NK cells do not express recombination-dependent antigen-specific receptors and are traditionally defined as
cells of the innate immune response. The activation of NK cells was believed to be controlled by the net balance of signals
from a multitude of activating and inhibitory receptors irrespectively of antigen specificity.
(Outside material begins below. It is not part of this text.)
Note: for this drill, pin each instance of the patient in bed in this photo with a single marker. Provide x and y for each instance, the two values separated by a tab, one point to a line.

However, murine antigenspecific
memory NK cells in liver have been described to mediate hapten or viral specific recall response and are capable
of infiltrating to the site of infection. The mechanisms by which NK cells recognize target cells in an antigen-specific
manner are largely unclear. Using a novel multiplex killing assay, we screened the NK cell (human) cytotoxic activity of
35 different donors against different virus peptide pools loaded autologous B cells. We have found that human NK cells
from some CMV and EBV positive donors can recognize peptide loaded autologous B cells as targets and perform
antigen-specific cytotoxic killing. This may provide evidence that NK cells are able to scan the peptide repertoire on the
target cell surface and virus-derived peptides may influence the NK cell activation-inhibition balance.
Keywords: Antigen-specific, CMV, cytotoxicity, EBV, MHC-peptide-complex, NK cells.